Joint efforts have contributed to making these life-saving drugs available at historically low prices. Countries are now procuring DTG for less than US$ 70 per person, per year bringing substantial savings that can be reinvested in other areas. Current annual savings are enough to procure treatment for an additional 5 million people every year.

The WHO recommends DTG-based treatment as the preferred first- and second-line regimen for people living with HIV. MPP has also contributed to the development and distribution of different pediatric formulations that are better suited to children, and has played a critical role in enabling affordable access to hepatitis C treatments in many LMICs.

This new grant, that covers the period 2021-2025, will enable MPP to further its work centered around negotiating voluntary licenses and expanding production capacities for HIV, tuberculosis and hepatitis C medicines in order to make them more widely available and affordable for those who need it. The project also includes extending MPP's scope to long-acting therapeutics, working alongside all Unitaid-funded long-acting projects with the objective to bring simplified treatments to patients and increase adherence. A further area of work targets voluntary licensing of patented medicines on the WHO Model List of Essential Medicines.

"As the world is facing a major pandemic in its history, much can be learned from the positive experience and successes of the MPP in contributing to making treatments available and affordable for those who need them the most," said Marisol Touraine, Chair of the Unitaid Executive Board and former French health Minister. "We are proud to extend our support to the organisation and continue to work together in favour of access to innovation for the most vulnerable."

"Access to medicines is more than ever crucial for public health systems in low- and middle-income countries.

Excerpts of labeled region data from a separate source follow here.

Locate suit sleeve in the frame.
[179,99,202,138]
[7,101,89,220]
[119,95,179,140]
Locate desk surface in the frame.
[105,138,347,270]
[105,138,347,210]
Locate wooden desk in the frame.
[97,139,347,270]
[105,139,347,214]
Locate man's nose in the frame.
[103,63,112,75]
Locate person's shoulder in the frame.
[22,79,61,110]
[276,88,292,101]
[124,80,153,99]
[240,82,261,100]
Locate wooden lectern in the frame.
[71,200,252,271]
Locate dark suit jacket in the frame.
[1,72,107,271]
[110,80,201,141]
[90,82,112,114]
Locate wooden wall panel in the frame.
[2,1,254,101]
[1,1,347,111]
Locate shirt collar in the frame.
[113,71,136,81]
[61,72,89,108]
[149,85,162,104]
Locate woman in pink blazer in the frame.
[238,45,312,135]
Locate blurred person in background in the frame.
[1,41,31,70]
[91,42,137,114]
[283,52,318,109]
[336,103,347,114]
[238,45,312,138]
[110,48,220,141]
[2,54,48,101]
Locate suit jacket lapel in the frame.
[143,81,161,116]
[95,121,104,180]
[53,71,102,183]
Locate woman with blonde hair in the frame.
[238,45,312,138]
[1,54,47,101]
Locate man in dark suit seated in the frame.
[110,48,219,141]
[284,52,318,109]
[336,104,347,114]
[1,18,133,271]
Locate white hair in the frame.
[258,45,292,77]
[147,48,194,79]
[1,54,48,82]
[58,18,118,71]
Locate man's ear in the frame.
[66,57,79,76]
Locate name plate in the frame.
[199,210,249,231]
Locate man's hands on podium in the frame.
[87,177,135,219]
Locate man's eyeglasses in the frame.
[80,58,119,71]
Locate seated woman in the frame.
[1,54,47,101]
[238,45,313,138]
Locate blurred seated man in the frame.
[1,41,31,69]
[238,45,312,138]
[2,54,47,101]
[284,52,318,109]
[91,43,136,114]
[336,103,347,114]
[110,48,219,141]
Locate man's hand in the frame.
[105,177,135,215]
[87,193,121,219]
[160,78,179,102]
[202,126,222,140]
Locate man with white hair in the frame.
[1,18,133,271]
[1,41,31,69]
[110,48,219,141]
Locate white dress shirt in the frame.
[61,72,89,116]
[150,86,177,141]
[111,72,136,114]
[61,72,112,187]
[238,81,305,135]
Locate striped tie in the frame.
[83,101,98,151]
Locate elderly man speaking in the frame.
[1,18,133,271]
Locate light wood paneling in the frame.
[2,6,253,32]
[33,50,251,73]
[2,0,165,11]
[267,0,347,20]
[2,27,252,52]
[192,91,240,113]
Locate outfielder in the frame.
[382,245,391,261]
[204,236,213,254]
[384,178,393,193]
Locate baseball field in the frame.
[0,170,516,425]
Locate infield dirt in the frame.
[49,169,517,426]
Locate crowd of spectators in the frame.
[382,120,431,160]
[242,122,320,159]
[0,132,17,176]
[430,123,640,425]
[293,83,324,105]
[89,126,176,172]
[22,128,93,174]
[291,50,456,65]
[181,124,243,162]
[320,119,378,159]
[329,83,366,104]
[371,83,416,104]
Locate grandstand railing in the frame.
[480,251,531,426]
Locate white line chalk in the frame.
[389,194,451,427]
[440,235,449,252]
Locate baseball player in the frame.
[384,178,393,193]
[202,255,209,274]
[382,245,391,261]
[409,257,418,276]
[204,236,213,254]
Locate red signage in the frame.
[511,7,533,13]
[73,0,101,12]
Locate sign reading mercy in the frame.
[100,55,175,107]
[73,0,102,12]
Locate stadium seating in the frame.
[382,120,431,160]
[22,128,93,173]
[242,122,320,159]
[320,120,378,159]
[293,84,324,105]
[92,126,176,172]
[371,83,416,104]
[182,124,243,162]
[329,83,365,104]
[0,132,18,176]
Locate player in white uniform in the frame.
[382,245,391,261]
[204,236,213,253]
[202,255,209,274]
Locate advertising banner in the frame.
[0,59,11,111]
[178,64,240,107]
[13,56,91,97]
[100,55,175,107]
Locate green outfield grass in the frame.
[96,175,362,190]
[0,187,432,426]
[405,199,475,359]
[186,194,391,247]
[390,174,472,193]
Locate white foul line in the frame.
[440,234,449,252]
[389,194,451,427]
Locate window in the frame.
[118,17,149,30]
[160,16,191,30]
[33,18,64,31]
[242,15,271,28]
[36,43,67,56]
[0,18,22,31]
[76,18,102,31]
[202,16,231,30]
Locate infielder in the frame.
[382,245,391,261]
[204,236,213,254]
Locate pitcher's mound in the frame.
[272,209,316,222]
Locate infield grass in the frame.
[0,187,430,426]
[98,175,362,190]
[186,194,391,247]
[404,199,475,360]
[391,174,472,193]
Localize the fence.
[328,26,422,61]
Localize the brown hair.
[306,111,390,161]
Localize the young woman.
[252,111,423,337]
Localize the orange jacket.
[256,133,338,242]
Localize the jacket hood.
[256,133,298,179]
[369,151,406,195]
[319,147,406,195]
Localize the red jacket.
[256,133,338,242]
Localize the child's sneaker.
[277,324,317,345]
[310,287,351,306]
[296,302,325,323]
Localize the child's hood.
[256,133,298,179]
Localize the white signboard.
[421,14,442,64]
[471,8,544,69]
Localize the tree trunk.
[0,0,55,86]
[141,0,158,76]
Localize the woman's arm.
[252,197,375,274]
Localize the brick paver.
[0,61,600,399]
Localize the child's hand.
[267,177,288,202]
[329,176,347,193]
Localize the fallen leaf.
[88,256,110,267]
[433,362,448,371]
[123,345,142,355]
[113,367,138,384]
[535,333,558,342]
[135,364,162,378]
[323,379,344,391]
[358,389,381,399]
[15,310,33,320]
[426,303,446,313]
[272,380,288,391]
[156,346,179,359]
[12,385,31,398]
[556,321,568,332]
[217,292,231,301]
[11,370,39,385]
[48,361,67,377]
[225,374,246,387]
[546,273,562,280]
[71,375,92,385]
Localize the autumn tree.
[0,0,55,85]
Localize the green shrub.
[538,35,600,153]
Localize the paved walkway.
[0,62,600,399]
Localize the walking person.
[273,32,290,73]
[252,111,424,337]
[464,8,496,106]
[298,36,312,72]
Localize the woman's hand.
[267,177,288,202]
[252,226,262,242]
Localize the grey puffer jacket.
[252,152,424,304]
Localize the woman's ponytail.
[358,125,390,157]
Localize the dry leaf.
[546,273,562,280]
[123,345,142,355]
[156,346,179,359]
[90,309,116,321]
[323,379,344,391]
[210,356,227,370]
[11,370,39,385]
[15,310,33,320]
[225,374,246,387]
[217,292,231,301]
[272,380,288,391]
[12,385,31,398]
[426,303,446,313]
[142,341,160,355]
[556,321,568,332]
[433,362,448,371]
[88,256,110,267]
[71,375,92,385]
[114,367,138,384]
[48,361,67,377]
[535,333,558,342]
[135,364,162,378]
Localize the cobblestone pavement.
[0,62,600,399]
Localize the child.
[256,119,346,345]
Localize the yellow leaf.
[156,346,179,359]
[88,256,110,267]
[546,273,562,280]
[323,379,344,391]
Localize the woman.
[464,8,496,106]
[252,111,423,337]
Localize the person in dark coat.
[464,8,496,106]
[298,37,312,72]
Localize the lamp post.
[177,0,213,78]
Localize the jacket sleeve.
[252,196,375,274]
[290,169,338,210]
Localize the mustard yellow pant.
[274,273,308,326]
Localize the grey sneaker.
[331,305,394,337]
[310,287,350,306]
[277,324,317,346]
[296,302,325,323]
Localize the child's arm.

We are honored by the renewed confidence of Unitaid" said Dr. Marie-Paule Kieny, Chair of MPP's Executive Board. "Thanks to our partnership, MPP will continue to play a key role in providing access to quality, affordable and safe treatments and technologies in LMICs, making a critical contribution to the achievement of Universal Health Coverage by 2030."

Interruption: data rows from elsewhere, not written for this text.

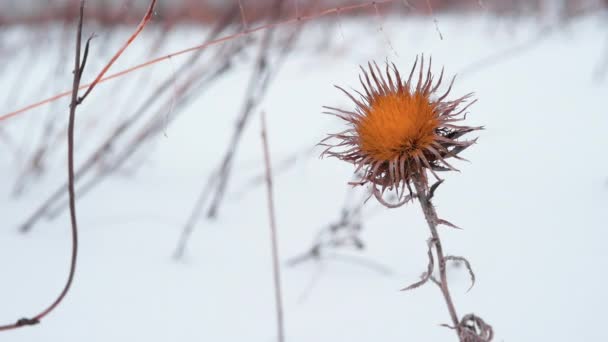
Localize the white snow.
[0,14,608,342]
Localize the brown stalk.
[19,0,228,233]
[20,26,239,233]
[412,174,460,338]
[261,112,285,342]
[0,0,91,331]
[174,0,300,258]
[0,0,396,121]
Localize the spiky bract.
[321,56,481,204]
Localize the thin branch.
[261,112,285,342]
[0,0,91,331]
[413,175,460,338]
[78,0,156,102]
[0,0,397,121]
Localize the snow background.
[0,14,608,342]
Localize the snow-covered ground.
[0,14,608,342]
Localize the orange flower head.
[321,57,481,203]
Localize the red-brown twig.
[413,175,460,336]
[261,112,285,342]
[0,0,396,121]
[0,0,91,331]
[79,0,156,101]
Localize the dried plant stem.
[0,0,91,331]
[0,0,396,121]
[261,112,285,342]
[413,174,460,338]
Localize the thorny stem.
[413,175,460,339]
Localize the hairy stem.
[413,175,460,338]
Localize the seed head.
[321,56,482,203]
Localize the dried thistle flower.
[321,56,481,206]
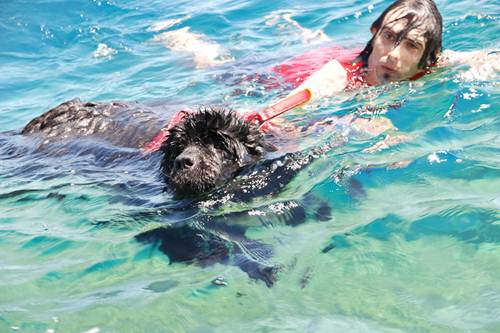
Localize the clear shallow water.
[0,1,500,332]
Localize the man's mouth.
[381,65,397,75]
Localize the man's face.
[367,9,425,85]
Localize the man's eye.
[406,41,418,50]
[382,31,396,42]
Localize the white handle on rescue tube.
[290,59,347,101]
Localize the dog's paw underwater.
[21,99,336,286]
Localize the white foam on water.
[146,16,189,32]
[94,43,116,58]
[153,27,234,68]
[265,10,331,43]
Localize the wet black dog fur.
[21,99,329,286]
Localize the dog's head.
[161,108,273,195]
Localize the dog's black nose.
[174,154,194,170]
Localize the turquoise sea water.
[0,0,500,333]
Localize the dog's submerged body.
[21,99,328,286]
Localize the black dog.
[21,99,273,195]
[22,99,331,286]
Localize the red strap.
[244,89,312,126]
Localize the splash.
[266,11,330,43]
[153,27,234,68]
[146,16,189,32]
[93,43,116,58]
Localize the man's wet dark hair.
[357,0,443,69]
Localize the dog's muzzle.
[169,145,222,194]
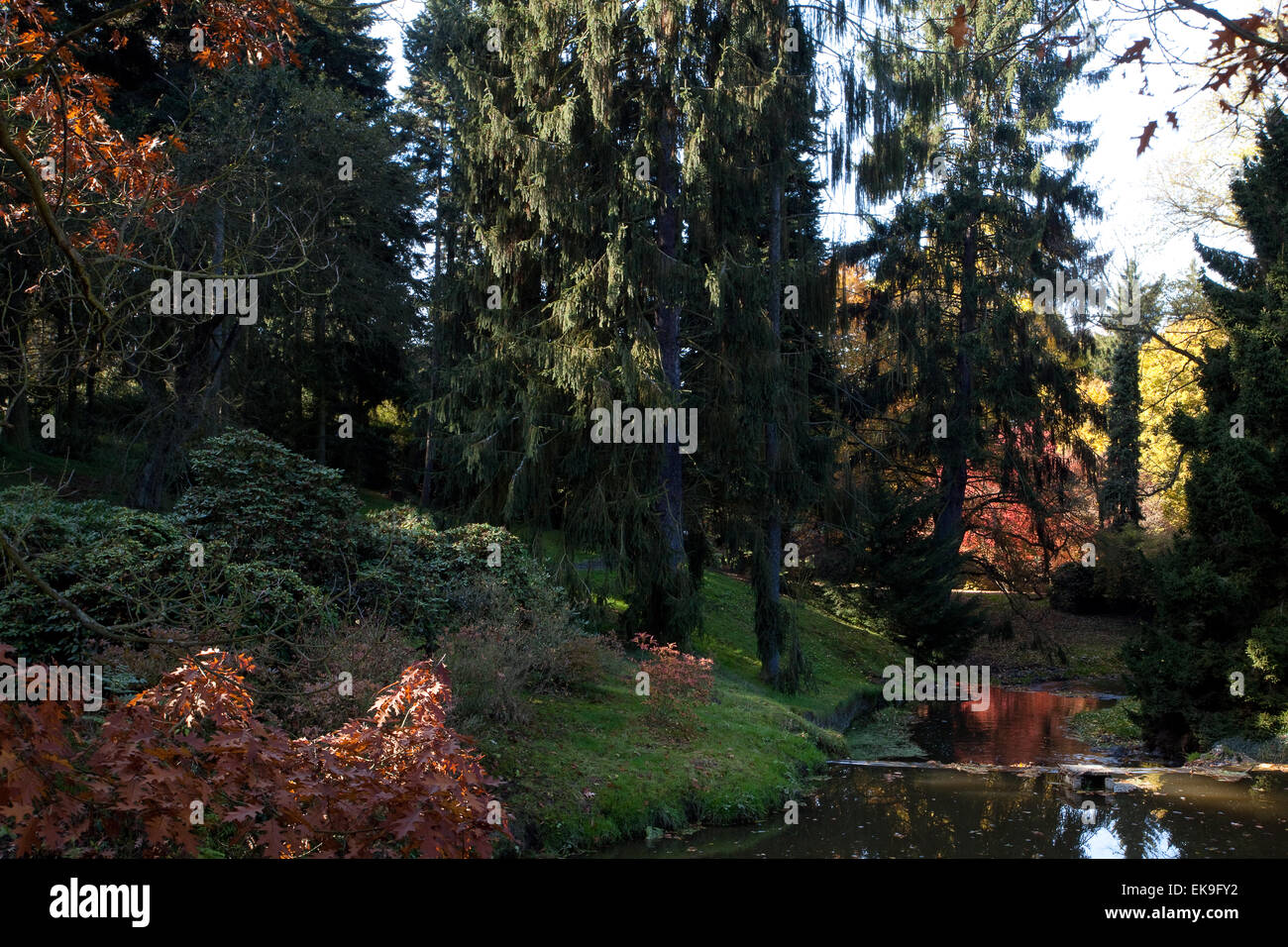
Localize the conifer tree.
[846,3,1099,653]
[1127,110,1288,753]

"We as communities welcome this great announcement" said Nelson Otwoma, Executive Director of the National Network of PLHAs in Kenya (NEPHAK). "If today in Kenya 1.1 million people living with HIV are on antiretrovirals, it is thanks to MPP and the availability of quality generic medicines for both adults and children. We are looking to MPP for the future and hope that affordable generic treatments will soon be available in our country for HIV related co-infections such as TB and other non-communicable diseases such as cancer, cardiovascular disease and diabetes."

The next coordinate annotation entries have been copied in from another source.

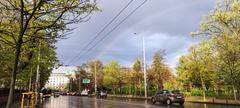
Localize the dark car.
[97,91,107,98]
[152,90,185,105]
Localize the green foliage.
[103,60,121,93]
[177,0,240,99]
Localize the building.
[45,66,77,90]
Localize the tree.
[149,50,173,90]
[193,0,240,100]
[103,60,120,94]
[133,59,143,95]
[177,41,217,101]
[89,60,103,89]
[0,0,97,108]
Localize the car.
[97,90,107,98]
[151,90,185,105]
[81,90,88,96]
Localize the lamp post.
[134,33,147,98]
[94,61,97,94]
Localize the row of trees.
[0,0,98,108]
[177,0,240,99]
[73,50,177,95]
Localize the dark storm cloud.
[57,0,214,71]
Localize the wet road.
[43,96,240,108]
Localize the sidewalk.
[185,96,240,105]
[108,95,240,105]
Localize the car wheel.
[179,102,184,106]
[152,98,156,104]
[166,99,172,105]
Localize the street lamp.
[134,33,147,98]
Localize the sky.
[57,0,215,71]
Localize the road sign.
[82,79,90,84]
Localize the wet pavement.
[43,96,240,108]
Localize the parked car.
[81,90,88,96]
[53,92,61,97]
[97,90,107,98]
[152,90,185,105]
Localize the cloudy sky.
[57,0,215,70]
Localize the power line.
[68,0,134,64]
[73,0,147,64]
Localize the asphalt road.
[43,96,240,108]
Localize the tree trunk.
[6,39,22,108]
[232,85,237,100]
[200,75,206,102]
[6,0,24,108]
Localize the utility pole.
[133,33,147,98]
[94,61,97,94]
[35,41,41,108]
[142,36,147,98]
[28,68,32,92]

"Better access to medicines against HIV and other diseases is critical to ensure people in low- and middle-income countries continue to receive quality and effective care in the current context", said Dr. Philippe Duneton, Executive Director of Unitaid. "In addition, MPP's expertise provides a proven, useful model that can be used to contribute to making promising treatments against COVID-19 available and affordable".

In April 2020, MPP's Governance Board decided to broaden its mandate to include all health technologies that can help in the fight against COVID-19.

"In mid-November, 20 generic manufacturers entered into a ground-breaking open pledge initiated by MPP to ensure sufficient capacity and accelerate access to hundreds of millions of doses of COVID-19 treatment when they become available. The pledge is a first-of-its-kind bringing generic manufacturers together in a global response," said Charles Gore, MPP's Executive Director. "Our ten years of experience of working hand in glove with industry and global health partners along with our achievements to date reaffirms our commitment to ensuring no one is left behind."